With lower oil prices, it gives countries a chance to review its revenue stream and look for avenues which could supplement foreign exchange from oil. There must be a plan to substitute oil revenue with manufacturing and services in various different industries. Renewal energy is an option, however, if oil prices remain low, the viability of renewal or alternate energy may decrease. Demand from developing nations will continue to drive demand, therefore, GDP growth of largest imports must be monitored consistently.
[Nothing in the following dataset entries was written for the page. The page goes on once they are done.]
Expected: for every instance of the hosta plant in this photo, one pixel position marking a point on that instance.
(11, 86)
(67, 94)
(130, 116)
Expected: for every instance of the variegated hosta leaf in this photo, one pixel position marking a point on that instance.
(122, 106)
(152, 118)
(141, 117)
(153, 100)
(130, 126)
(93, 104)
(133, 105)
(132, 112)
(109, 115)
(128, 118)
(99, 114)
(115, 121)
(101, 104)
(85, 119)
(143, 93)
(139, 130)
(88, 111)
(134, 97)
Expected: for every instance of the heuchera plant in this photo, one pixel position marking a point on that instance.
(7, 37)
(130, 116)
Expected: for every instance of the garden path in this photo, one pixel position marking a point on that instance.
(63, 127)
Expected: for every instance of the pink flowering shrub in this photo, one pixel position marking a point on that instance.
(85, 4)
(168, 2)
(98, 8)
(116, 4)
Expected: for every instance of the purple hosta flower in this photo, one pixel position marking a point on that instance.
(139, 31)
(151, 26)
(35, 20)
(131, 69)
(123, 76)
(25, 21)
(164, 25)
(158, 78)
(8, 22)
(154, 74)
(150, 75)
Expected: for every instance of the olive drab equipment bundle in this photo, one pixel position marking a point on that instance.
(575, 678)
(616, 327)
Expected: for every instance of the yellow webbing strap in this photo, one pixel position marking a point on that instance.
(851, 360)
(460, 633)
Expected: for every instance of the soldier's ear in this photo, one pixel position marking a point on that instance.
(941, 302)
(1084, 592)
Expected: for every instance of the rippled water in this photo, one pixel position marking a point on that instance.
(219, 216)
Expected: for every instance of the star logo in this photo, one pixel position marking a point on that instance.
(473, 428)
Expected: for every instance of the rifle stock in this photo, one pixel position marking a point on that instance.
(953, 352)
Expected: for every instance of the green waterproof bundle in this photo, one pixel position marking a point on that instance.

With respect to Pakistan, reduction in inflation was helped those who are poor and marginalized. For a country like Pakistan where low income groups have a basic need of food, lower inflation will assist people in food affordability and not look for other avenues e.g. crime to put food on the table. Reduction in interest rates has encouraged saving on the finance cost on borrowing and an increase in capacity utilization. It is a doubt we would witness any major expansions for existing companion in the short run. For any poor nation like Pakistan, prosperity comes with cost of living which could be the result of inflation. The government must substitute tax on petroleum with luxury imports. Furthermore, global commodity prices are expected to increase beyond USD 100 per barrel since GDP of exporting nations is compromised. Any volatility in the oil prices will particularly affect the developing countries where inflation is highly skewed with price of inputs used for production particularly oil. Though it is difficult to predict the future movement of oil prices, it is expected that prices will rise beyond current levels.